Rodrigo Sánchez-Bayonaan oncologist at Hospital Universitario 12 de Octubre, estimates that cancer patients who can take advantage of treatment with monoclonal antibodies at some point during their disease account for between 25 and 30% of the total.

“They have brought about a paradigm shift in the way we treat cancer. Chemotherapy is an effective treatment but very little selective in terms of knowing that no two tumors are the same, and yet chemotherapy is the same for everyone.”

Instead, these drugs are able to recognize which tumors express certain proteins and attack them. Some recent drugs combine the destructive effect of chemotherapy and the specificity of monoclonal antibodies into highly effective therapies.

a gigantic size

Sánchez-Bayona, who is also scientific secretary of the Spanish Society of Medical Oncology, considers that there are still steps to be taken to better identify which patients can benefit from these treatments, improve their side effect profile and, above all, “integrate these drugs, which usually have a high cost, in a way that is sustainable for the system. It is the other toxicity, sometimes called financial toxicity”.

The pharmaceutical Piedad Lopeza member of the group of immune-mediated diseases of the Spanish Society of Hospital Pharmacy, adds a piece of information that helps to understand the complexity of these drugs: a monoclonal antibody is 10,000 times larger than a molecule of a product developed by chemical synthesis, such as aspirin.

It also opens the complexity of these drugs to another field: the route of administration. In general, they have always been intravenously – “we are never going to take them orally” – which forced the patient to go to the day hospital from time to time to have it administered.

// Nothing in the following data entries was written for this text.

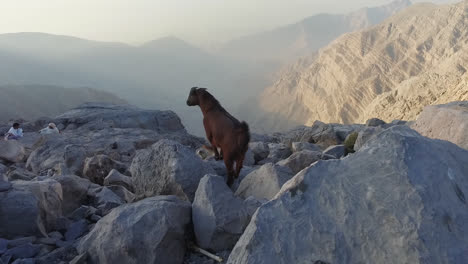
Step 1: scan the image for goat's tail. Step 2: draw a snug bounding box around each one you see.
[237,121,250,153]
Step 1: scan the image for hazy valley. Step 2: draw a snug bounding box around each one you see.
[258,1,468,130]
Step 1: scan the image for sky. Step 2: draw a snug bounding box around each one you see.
[0,0,460,45]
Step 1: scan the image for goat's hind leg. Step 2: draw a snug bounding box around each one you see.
[224,157,235,187]
[236,155,245,179]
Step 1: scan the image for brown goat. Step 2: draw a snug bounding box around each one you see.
[187,87,250,186]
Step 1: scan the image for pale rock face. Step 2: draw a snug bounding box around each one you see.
[0,179,63,238]
[0,138,26,162]
[236,163,294,200]
[276,150,322,174]
[227,126,468,264]
[78,196,191,264]
[259,1,468,131]
[192,175,254,252]
[130,139,215,201]
[411,102,468,149]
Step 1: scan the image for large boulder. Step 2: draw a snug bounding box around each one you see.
[236,163,294,200]
[249,141,270,163]
[104,169,133,191]
[411,102,468,149]
[0,180,62,238]
[27,103,204,176]
[366,118,387,127]
[130,139,214,201]
[276,150,322,174]
[323,145,347,159]
[192,175,252,252]
[261,143,292,164]
[88,187,126,215]
[13,179,63,230]
[228,126,468,264]
[54,103,184,133]
[53,175,97,215]
[77,196,191,264]
[291,142,322,152]
[0,138,26,162]
[83,155,127,185]
[354,127,384,151]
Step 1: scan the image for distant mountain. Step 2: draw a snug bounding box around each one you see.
[219,0,411,65]
[0,1,409,135]
[0,85,126,123]
[257,1,468,132]
[0,33,267,134]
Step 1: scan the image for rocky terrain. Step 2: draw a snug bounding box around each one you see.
[257,1,468,131]
[0,102,468,264]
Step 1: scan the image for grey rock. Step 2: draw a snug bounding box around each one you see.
[107,185,135,203]
[69,205,97,221]
[12,258,36,264]
[243,149,255,166]
[0,238,8,255]
[8,236,37,248]
[48,231,63,240]
[354,127,384,151]
[104,169,133,191]
[83,155,127,185]
[65,219,88,241]
[228,126,468,264]
[0,189,46,238]
[6,166,36,181]
[26,115,204,176]
[249,141,270,163]
[276,150,322,174]
[261,143,292,164]
[236,163,294,200]
[53,175,95,215]
[93,187,125,215]
[0,180,62,238]
[130,140,214,201]
[0,180,12,192]
[281,121,344,148]
[36,237,59,246]
[13,179,63,230]
[89,214,102,223]
[323,145,346,159]
[291,142,322,152]
[0,163,8,175]
[192,175,254,252]
[77,196,191,264]
[366,118,387,127]
[36,245,78,264]
[0,139,26,163]
[411,101,468,149]
[54,103,184,133]
[3,243,41,259]
[69,253,88,264]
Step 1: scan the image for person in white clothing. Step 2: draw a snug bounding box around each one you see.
[5,123,23,140]
[39,123,60,135]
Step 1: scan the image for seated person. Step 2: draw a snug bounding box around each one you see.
[39,123,60,135]
[5,123,23,140]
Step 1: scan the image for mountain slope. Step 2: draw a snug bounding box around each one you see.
[260,1,468,131]
[0,85,126,123]
[220,0,411,63]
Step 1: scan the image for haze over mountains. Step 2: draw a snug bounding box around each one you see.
[0,0,416,135]
[219,0,411,65]
[0,85,126,125]
[257,1,468,132]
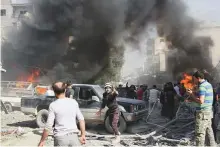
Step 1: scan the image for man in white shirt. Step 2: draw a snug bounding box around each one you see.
[148,85,160,114]
[38,82,86,147]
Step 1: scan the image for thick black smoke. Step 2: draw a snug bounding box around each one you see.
[157,0,213,75]
[2,0,213,83]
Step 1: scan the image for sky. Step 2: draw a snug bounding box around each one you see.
[121,0,220,76]
[183,0,220,25]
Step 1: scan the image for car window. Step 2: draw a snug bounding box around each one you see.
[79,87,96,100]
[72,86,80,99]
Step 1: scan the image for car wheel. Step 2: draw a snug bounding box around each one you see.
[36,109,48,128]
[105,115,127,133]
[4,103,13,112]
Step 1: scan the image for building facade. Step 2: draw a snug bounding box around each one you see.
[1,0,33,37]
[195,24,220,67]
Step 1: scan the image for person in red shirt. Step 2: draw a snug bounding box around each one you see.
[137,85,144,100]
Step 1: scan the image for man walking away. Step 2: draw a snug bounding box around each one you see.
[96,83,120,144]
[174,82,181,96]
[38,82,86,147]
[187,71,216,146]
[65,81,74,98]
[143,85,149,104]
[137,85,144,100]
[148,85,160,114]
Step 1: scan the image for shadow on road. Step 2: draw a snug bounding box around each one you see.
[7,120,38,129]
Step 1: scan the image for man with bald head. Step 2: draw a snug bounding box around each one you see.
[39,82,85,147]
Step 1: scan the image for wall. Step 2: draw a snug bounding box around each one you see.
[195,25,220,66]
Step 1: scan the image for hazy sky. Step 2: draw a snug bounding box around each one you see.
[121,0,220,76]
[183,0,220,24]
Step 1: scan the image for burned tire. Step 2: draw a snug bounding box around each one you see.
[105,115,127,133]
[36,109,48,128]
[4,103,13,112]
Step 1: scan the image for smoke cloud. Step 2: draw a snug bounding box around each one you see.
[2,0,211,83]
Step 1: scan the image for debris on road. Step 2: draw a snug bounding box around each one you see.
[1,127,24,136]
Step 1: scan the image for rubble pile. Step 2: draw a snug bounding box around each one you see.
[1,103,199,146]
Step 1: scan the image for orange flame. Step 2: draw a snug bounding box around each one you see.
[180,73,194,89]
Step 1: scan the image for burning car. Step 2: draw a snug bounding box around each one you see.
[21,84,147,133]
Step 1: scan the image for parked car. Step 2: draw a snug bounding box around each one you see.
[21,84,147,133]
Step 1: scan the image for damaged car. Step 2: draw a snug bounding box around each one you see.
[21,84,147,133]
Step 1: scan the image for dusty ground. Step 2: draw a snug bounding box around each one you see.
[1,105,200,146]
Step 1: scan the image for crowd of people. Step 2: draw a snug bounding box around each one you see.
[39,71,220,146]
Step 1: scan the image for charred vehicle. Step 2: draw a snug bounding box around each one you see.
[21,84,147,133]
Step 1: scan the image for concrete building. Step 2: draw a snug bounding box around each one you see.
[1,0,33,37]
[195,24,220,67]
[154,37,168,72]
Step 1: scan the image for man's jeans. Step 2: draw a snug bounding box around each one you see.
[54,133,81,147]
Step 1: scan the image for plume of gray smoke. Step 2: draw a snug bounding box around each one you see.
[2,0,213,83]
[156,0,213,75]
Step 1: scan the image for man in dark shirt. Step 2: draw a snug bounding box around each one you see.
[65,81,74,98]
[97,83,120,143]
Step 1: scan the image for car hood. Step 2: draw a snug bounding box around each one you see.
[116,97,145,105]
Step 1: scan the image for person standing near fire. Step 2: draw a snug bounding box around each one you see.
[38,82,86,147]
[65,81,74,98]
[96,83,120,144]
[187,71,216,146]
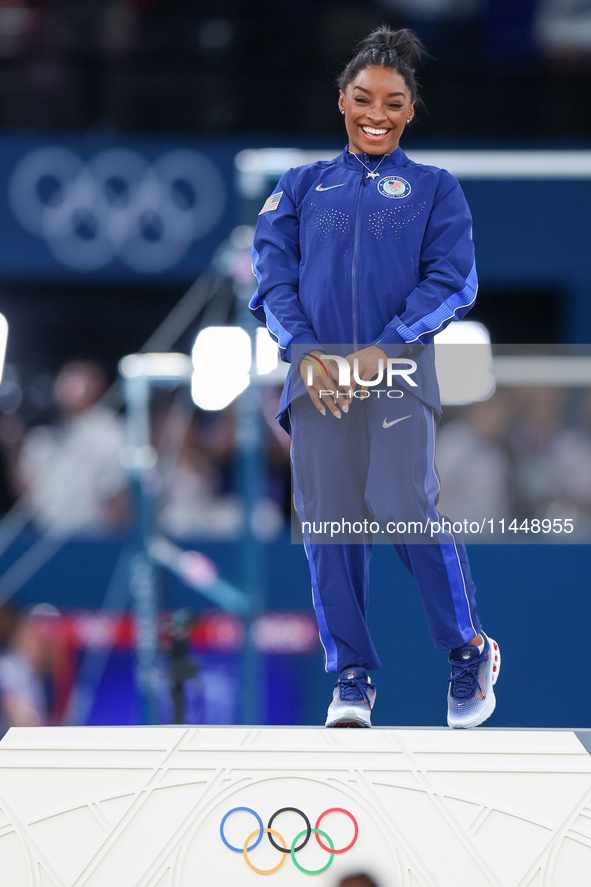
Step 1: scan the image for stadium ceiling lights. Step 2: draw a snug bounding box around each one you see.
[435,320,496,406]
[191,326,252,410]
[191,326,286,410]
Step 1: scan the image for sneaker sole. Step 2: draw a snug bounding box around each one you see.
[324,708,371,727]
[447,635,501,730]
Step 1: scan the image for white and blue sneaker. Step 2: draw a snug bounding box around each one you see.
[447,631,501,728]
[325,667,376,727]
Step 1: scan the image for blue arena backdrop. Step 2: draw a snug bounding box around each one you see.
[0,133,591,342]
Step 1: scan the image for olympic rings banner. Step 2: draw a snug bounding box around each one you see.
[220,807,359,875]
[0,136,237,282]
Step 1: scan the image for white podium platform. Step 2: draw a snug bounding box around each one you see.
[0,727,591,887]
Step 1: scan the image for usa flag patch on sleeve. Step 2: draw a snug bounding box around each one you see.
[259,191,283,216]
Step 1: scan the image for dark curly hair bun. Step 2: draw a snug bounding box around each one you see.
[337,25,427,102]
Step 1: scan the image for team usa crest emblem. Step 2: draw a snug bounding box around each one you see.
[378,176,411,200]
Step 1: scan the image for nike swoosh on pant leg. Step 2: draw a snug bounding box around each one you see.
[382,416,410,428]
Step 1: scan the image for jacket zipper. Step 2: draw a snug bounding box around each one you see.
[351,170,365,348]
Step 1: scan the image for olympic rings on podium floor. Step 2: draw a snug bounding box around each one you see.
[220,807,359,875]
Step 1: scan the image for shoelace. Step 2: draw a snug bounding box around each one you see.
[339,678,370,705]
[448,654,488,699]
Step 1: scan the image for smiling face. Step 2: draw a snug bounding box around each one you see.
[339,65,415,154]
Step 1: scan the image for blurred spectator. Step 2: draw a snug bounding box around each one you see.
[435,391,511,523]
[510,386,566,518]
[154,404,242,538]
[536,391,591,540]
[7,361,126,534]
[0,603,47,736]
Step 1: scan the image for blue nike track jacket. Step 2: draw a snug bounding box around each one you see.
[250,148,477,426]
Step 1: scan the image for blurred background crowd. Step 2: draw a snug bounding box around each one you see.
[0,0,591,138]
[0,0,591,735]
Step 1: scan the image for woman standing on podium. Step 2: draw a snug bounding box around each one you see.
[251,27,500,727]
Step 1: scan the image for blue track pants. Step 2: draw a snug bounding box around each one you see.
[290,392,480,672]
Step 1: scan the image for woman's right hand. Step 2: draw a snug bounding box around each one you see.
[298,351,352,419]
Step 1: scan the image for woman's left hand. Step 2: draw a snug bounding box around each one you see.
[347,345,388,391]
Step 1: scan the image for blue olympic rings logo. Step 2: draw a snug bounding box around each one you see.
[220,807,359,875]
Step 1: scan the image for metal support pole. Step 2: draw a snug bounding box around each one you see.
[124,374,159,724]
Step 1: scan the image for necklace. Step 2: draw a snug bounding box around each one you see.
[349,151,388,179]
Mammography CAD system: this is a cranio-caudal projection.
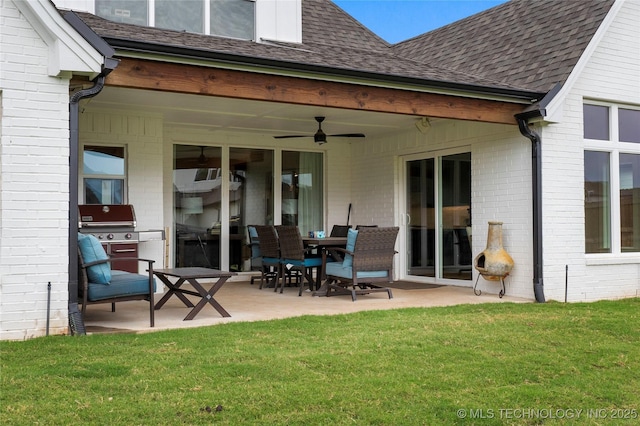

But now intramuscular and even subcutaneous forms are emerging, with single-use pre-filled pens. “The patient has to learn to handle these medications even if they are not knowledgeable in the matter,” he acknowledges.

Its complexity and, he does not deny it, its price, is also forcing a change in the way of measuring the results of medicines. Today, the process of entering a drug of this type into public health is more complicated because the Administration has to ensure that it works for the patient to whom it is given. If it doesn’t work, the pharmaceutical company will not be paid full price.